Reduction of Atherosclerosis
The combination effects on lipids, LCAT, antioxidation, anti inflammation, inhibition of endocytosis, immune cell activation, reduced platelet aggregation and enhanced RBS deformability reduce atherosclerotic plaque deposits. In total 22 studies in 7 animal models were done and they showed prevention of atherosclerosis if given together with a high cholesterol diet and BSA injections or a regression of atherosclerotic changes if treated after atherosclerosis has developed. 63-67 BSA injections are Bovine Serum Albumin. It is an known method of inducing atherosclerosis in animals given a high cholesterol diet.
Semilunar valves, ascending & descending branches and aortic arch of a rat. (44). Above after 2 months on a cholesterol diet. Below after the same diet for 2 months but given PC after two months for two months.
Atherosclerosis was induced in animals with a 3 month atherogenic diet. The placebo group (pink line) developed atherosclerosis. The group given i.v. PC treatments showed marked regression of atherosclerosis (green line).

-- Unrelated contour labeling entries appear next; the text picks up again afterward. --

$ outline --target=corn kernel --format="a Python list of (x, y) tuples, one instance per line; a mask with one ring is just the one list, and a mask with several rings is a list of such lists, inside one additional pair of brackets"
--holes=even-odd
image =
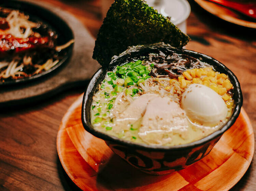
[(203, 84), (206, 86), (207, 86), (208, 87), (209, 87), (210, 86), (210, 82), (209, 81), (208, 81), (207, 80), (204, 81), (203, 82)]
[(210, 71), (207, 72), (207, 75), (209, 77), (214, 77), (215, 76), (215, 72), (213, 71)]
[(211, 67), (206, 67), (203, 69), (205, 71), (209, 72), (212, 71), (212, 68)]
[(227, 106), (228, 106), (228, 108), (231, 107), (232, 106), (233, 106), (233, 100), (232, 100), (232, 101), (227, 102), (226, 103), (227, 104)]
[(189, 80), (191, 80), (192, 79), (192, 76), (188, 73), (187, 71), (185, 71), (182, 74), (183, 76)]
[(223, 87), (222, 87), (222, 86), (221, 85), (218, 85), (217, 84), (217, 87), (219, 88), (222, 88)]
[(225, 74), (217, 74), (217, 80), (219, 79), (220, 78), (223, 78), (224, 79), (224, 80), (225, 80), (227, 79), (227, 75)]
[(200, 79), (197, 77), (195, 77), (192, 79), (192, 82), (193, 84), (197, 84), (200, 81)]
[(223, 96), (227, 92), (227, 90), (225, 88), (221, 88), (219, 89), (218, 94), (221, 96)]
[(214, 84), (216, 84), (217, 83), (217, 79), (215, 77), (211, 76), (209, 77), (209, 79), (210, 79), (210, 81), (213, 83), (214, 83)]
[(188, 84), (189, 84), (191, 83), (191, 81), (189, 80), (186, 80), (186, 83), (187, 85)]
[(202, 75), (201, 73), (202, 71), (199, 69), (196, 69), (195, 73), (196, 74), (196, 76), (197, 77), (201, 77)]
[(165, 88), (165, 89), (168, 91), (170, 91), (171, 88), (170, 86), (167, 86)]
[(201, 71), (201, 74), (202, 74), (202, 75), (205, 75), (207, 74), (207, 72), (204, 70), (202, 68), (200, 68), (199, 70)]
[(179, 82), (180, 82), (181, 81), (181, 80), (182, 79), (185, 80), (185, 78), (184, 77), (184, 76), (182, 75), (180, 75), (178, 77), (178, 80), (179, 81)]
[(210, 82), (210, 77), (205, 77), (203, 79), (203, 81), (209, 81)]
[(218, 93), (219, 91), (219, 88), (218, 87), (215, 86), (213, 85), (211, 85), (210, 86), (210, 88), (214, 90), (216, 93)]
[(192, 77), (196, 77), (196, 69), (194, 68), (190, 70), (190, 75)]
[[(218, 79), (218, 77), (217, 78)], [(222, 77), (219, 78), (217, 80), (217, 83), (218, 84), (222, 85), (223, 83), (223, 82), (224, 82), (224, 79)]]
[(225, 102), (227, 101), (231, 98), (231, 97), (226, 93), (225, 93), (222, 96), (222, 99)]
[(170, 84), (172, 84), (173, 83), (174, 83), (175, 82), (176, 82), (177, 80), (175, 80), (175, 79), (171, 79), (170, 80), (170, 81), (169, 81), (169, 83)]
[(222, 86), (226, 88), (227, 91), (228, 91), (232, 88), (233, 85), (230, 83), (229, 80), (226, 79), (222, 84)]
[(187, 86), (187, 83), (186, 83), (186, 81), (184, 79), (182, 79), (180, 82), (181, 83), (181, 88), (184, 89)]

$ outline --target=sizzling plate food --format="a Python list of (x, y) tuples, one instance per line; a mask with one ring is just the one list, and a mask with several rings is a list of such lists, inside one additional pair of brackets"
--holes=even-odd
[(97, 131), (136, 143), (188, 143), (226, 122), (232, 88), (227, 76), (207, 63), (159, 51), (108, 71), (93, 97), (91, 122)]
[(0, 82), (29, 77), (48, 70), (73, 42), (57, 46), (56, 32), (17, 10), (0, 7)]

A number of studies were done with EKG diagnostics. Depending on the PC dosage and the duration of treatment, an improvement of EKG findings could be achieved in many cases. Among them they found a dose-related disappearance of S-T depressions and reversal of previously negative T-waves to positive. These favourable changes went along with symptomatic relief of sternocardiac symptoms. Exercise tolerance as tested on the bicycle ergometer improved. The phase until S-T depression occurred became longer, with the depressions themselves being less distinct.

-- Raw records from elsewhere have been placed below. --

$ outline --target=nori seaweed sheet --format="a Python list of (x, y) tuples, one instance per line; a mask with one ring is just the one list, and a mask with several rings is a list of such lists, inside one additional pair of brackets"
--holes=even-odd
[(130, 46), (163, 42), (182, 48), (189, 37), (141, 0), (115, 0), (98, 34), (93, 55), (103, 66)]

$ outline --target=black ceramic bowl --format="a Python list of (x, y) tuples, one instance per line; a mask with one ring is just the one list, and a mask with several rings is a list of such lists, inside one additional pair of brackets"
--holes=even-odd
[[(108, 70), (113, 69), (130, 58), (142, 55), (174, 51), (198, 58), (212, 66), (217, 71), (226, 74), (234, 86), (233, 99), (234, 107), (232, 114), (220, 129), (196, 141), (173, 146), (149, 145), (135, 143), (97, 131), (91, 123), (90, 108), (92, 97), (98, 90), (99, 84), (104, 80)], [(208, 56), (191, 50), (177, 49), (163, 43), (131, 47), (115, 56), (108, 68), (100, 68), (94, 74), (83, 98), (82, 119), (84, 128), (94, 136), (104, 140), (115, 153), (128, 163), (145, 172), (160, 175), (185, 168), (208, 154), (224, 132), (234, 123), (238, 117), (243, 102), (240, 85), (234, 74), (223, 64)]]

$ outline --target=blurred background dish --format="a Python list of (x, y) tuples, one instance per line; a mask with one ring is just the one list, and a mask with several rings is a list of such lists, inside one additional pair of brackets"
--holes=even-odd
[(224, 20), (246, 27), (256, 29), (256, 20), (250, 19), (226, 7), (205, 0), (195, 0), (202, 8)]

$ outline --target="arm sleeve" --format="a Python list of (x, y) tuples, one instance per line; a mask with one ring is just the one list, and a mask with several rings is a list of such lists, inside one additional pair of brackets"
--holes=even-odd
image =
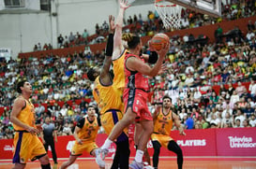
[(98, 126), (100, 127), (101, 126), (101, 121), (100, 121), (100, 119), (98, 117), (97, 118), (97, 120), (98, 120)]
[(83, 118), (82, 120), (80, 120), (78, 121), (77, 126), (78, 126), (79, 128), (82, 129), (83, 126), (84, 125), (84, 122), (85, 122), (85, 119)]
[(105, 55), (112, 56), (113, 48), (113, 34), (109, 34)]
[(156, 51), (150, 51), (149, 57), (148, 57), (148, 63), (156, 63), (158, 62), (158, 55)]

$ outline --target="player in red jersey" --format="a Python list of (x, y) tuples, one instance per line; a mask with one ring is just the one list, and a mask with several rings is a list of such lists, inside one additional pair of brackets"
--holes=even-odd
[(133, 169), (143, 168), (143, 156), (147, 141), (153, 133), (153, 119), (148, 110), (146, 100), (149, 91), (148, 78), (146, 76), (155, 77), (161, 68), (169, 45), (157, 51), (158, 60), (153, 67), (145, 63), (139, 56), (143, 48), (141, 38), (131, 34), (123, 35), (123, 40), (128, 41), (129, 53), (125, 57), (126, 88), (124, 91), (125, 116), (113, 127), (111, 134), (100, 148), (102, 159), (108, 153), (111, 144), (117, 138), (123, 130), (134, 120), (140, 121), (143, 126), (143, 134), (140, 137), (135, 160), (129, 165)]

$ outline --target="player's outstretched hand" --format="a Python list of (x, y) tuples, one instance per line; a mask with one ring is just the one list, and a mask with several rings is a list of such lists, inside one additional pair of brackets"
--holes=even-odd
[(109, 16), (109, 23), (110, 23), (110, 32), (113, 33), (115, 29), (115, 24), (114, 24), (114, 17), (113, 15)]
[(130, 6), (128, 5), (127, 0), (119, 0), (120, 8), (124, 8), (125, 10)]
[(167, 45), (162, 44), (162, 48), (160, 50), (156, 50), (160, 58), (164, 58), (169, 51), (170, 49), (170, 43)]

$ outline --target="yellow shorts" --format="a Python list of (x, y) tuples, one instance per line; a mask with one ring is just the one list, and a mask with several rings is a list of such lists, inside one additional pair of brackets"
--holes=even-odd
[(167, 146), (168, 146), (169, 142), (171, 140), (173, 140), (173, 138), (171, 136), (169, 136), (169, 135), (163, 135), (163, 134), (151, 134), (151, 140), (152, 141), (158, 141), (159, 144), (162, 147), (168, 148)]
[[(108, 110), (104, 114), (100, 115), (101, 126), (104, 128), (106, 134), (109, 135), (112, 129), (122, 118), (123, 113), (119, 110)], [(128, 128), (125, 128), (123, 133), (118, 136), (117, 141), (124, 141), (128, 139)]]
[[(126, 50), (124, 50), (126, 52)], [(124, 69), (125, 54), (122, 53), (121, 56), (113, 60), (113, 86), (116, 86), (117, 89), (125, 88), (125, 69)]]
[(76, 141), (71, 151), (72, 156), (80, 156), (83, 154), (83, 152), (88, 152), (91, 154), (91, 152), (98, 148), (98, 146), (95, 141), (85, 141), (83, 143), (83, 145), (78, 144)]
[(46, 154), (42, 142), (30, 133), (16, 132), (13, 144), (13, 163), (26, 163), (29, 159), (35, 161)]

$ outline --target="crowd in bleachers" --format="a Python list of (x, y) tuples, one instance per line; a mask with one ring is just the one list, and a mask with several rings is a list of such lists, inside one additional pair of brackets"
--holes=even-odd
[[(200, 20), (204, 22), (203, 18)], [(146, 35), (151, 31), (145, 29), (140, 33)], [(172, 37), (165, 60), (167, 72), (150, 79), (153, 93), (148, 103), (150, 110), (153, 112), (162, 96), (169, 94), (186, 129), (255, 127), (255, 25), (248, 22), (247, 33), (240, 34), (235, 28), (229, 36), (224, 36), (218, 27), (216, 43), (205, 44), (189, 43), (188, 35)], [(85, 52), (61, 57), (2, 60), (0, 106), (11, 107), (17, 96), (15, 83), (27, 79), (34, 90), (31, 100), (37, 105), (37, 123), (51, 116), (58, 135), (71, 134), (76, 121), (86, 114), (88, 105), (96, 105), (93, 83), (86, 78), (86, 72), (91, 66), (102, 65), (104, 50), (89, 51), (86, 49)], [(218, 92), (213, 88), (216, 85), (220, 86)], [(91, 102), (85, 102), (84, 98)], [(76, 100), (81, 102), (77, 104)], [(0, 138), (13, 137), (9, 114), (10, 108), (5, 108), (0, 119)]]
[[(214, 24), (221, 22), (222, 21), (233, 21), (241, 18), (247, 18), (255, 15), (254, 0), (236, 1), (231, 0), (226, 5), (221, 3), (221, 18), (214, 18), (208, 15), (203, 15), (193, 10), (183, 8), (181, 12), (181, 26), (180, 29), (194, 28), (207, 24)], [(148, 11), (147, 20), (143, 21), (142, 14), (128, 16), (124, 20), (126, 31), (140, 34), (141, 36), (150, 35), (154, 32), (161, 32), (163, 30), (163, 22), (160, 20), (157, 10)], [(109, 25), (106, 21), (102, 24), (97, 23), (95, 25), (95, 33), (89, 33), (84, 29), (83, 33), (70, 32), (69, 35), (59, 35), (57, 37), (57, 48), (69, 48), (80, 45), (91, 45), (101, 43), (106, 40)], [(165, 30), (166, 31), (166, 30)], [(52, 49), (53, 46), (49, 43), (44, 43), (42, 47), (38, 42), (34, 46), (33, 50), (47, 50)]]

Treatment of angina attacks
Other studies looked at the frequency of angina pectoris attacks and Nitroglycerine consumption. The investigations of Almazov et al. included 34 male patients suffering from ischaemic heart disease and angina pectoris of stages III-IV.
They received 500 mg/d of intravenous PC for a period of 14 days. 20 of the 34 patients reported an absence of anginal attacks already at the end of the first and beginning of the second week of treatment. The other 14 patients experienced a reduction of attacks from 8 to 10 per day to 1 to 3 attacks per day, with the severity decreasing as well. Daily nitro-consumption therefore, could be reduced to 2 to 5 doses from the initial 8-10 doses. It’s important though to realize that the fast decline of symptoms has to do with the improved flow capability of the RBCs and the reduced aggregation of platelets.